Neste ano, a empresa está em processo de certificação da BRC (British Retail Consortiun), que abre as portas de grandes redes do varejo na Europa e nos Estados Unidos e também já é solicitada por algumas redes de food service, informa Milani.

Países europeus e os Estados Unidos são os principais alvos no exterior, principalmente pelo maior valor agregado e porque o conceito é mais difundido. O diretor diz que hoje, apesar de a Vapza estar no mercado desde 1995, a tecnologia ainda é considerada nova, do futuro, e a dificuldade é fazer as pessoas quebrarem o paradigma e perceberem que podem comer um produto saudável que não está refrigerado, que não tem conservantes e que está dentro de uma caixinha embalado a vácuo.

Os produtos duram de seis a nove meses nas embalagens fechadas, e depois de abertas eles devem ser mantidos em geladeira e consumidos em até dois dias.

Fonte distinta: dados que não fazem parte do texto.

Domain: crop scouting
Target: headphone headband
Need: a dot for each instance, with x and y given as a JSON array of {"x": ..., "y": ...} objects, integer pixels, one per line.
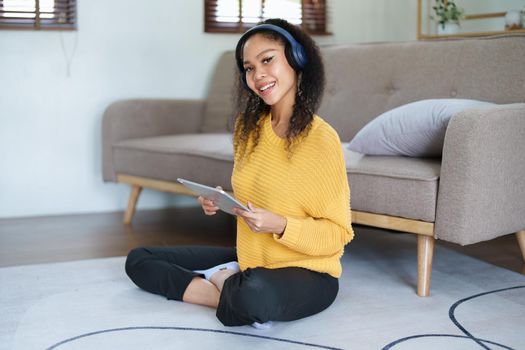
[{"x": 298, "y": 55}]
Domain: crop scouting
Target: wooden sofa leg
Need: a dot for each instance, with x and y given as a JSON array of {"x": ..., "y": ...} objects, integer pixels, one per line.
[
  {"x": 520, "y": 235},
  {"x": 132, "y": 203},
  {"x": 425, "y": 252}
]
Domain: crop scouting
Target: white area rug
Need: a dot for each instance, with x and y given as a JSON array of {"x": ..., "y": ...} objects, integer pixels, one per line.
[{"x": 92, "y": 305}]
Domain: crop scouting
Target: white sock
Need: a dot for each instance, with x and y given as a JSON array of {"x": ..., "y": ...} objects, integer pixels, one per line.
[
  {"x": 232, "y": 265},
  {"x": 262, "y": 326}
]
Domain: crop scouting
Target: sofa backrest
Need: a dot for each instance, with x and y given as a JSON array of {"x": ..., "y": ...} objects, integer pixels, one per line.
[
  {"x": 365, "y": 80},
  {"x": 219, "y": 104}
]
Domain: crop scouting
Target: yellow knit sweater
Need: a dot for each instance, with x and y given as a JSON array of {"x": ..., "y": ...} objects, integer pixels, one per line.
[{"x": 310, "y": 189}]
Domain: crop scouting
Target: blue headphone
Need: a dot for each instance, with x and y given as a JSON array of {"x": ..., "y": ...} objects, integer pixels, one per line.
[{"x": 295, "y": 53}]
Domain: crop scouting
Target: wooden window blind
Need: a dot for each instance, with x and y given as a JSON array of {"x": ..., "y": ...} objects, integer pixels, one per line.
[
  {"x": 38, "y": 14},
  {"x": 236, "y": 16}
]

A participação em feiras e eventos, com o apoio da Apex (Agência Brasileira de Promoção de Exportações e Investimentos), foi a principal alavanca para a empresa criada em 1995 ultrapassar as fronteiras do país. No ano passado, a Vapza passou por uma reestruturação na área comercial no Brasil e não participou de muitos eventos no exterior. Neste ano, volta a ser mais presente nos eventos internacionais. Já participou de um na Califórnia, nos Estados Unidos, e mais cinco estão programados.

EXPANSÃO NO VAREJO DOMÉSTICO
No mercado interno, o varejo garante a maior demanda, com a presença nas principais redes do Brasil, segundo Milani, que ressalta que a tendência é de um desempenho melhor nesse canal com maior participação no médio varejo, nas redes regionais.

As regiões sul e sudeste respondem pela maior parte das vendas locais, enquanto no norte e no nordeste a marca está apenas nas grandes redes. Para ampliar presença no país, a empresa está formando equipes próprias em diversas regiões, como no interior do estado de São Paulo e do Rio Grande do Sul, em Goiás, Minas Gerais e Brasília.

RELANÇAMENTO DOS ORGÂNICOS
O portfólio de produtos também ganha reforço. Seguindo a maior demanda pelos alimentos orgânicos, a empresa relançou a linha no ano passado. A primeira iniciativa nesse sentido foi anunciada em 2015, mas não deslanchou pela dificuldade de obter os alimentos. Para voltar ao segmento, a Vapza fez um trabalho de credenciamento e certificação de produtores, a produção foi negociada e os produtos já chegam inclusive a outros mercados como Portugal, Espanha e Estados Unidos, ainda que timidamente, por enquanto. “É uma tendência”, afirma Milani. Nessa linha são quatro itens: arroz integral, feijão carioca, feijão preto e quinoa.

Esse número deve crescer em 2018, e além da diversificação na linha de produtos, a Vapza também estuda lançar embalagens menores, para atender principalmente lojas de bairro, express. A empresa está preparada para crescer. Em 2014 ampliou a capacidade de produção de 8 mil para 15 mil toneladas anuais e mantém 300 empregos diretos. Tem atualmente perto de 30% de ociosidade, informa Milani.

Outro reforço para ampliar as vendas foi o maior investimento em divulgação, particularmente na mídia on-line. Desde o final do ano passado, por exemplo, faz uma campanha com a influencer fitness Gabriela Pugliesi. “A grande barreira para crescer é tornar o produto mais conhecido”, afirma Milani.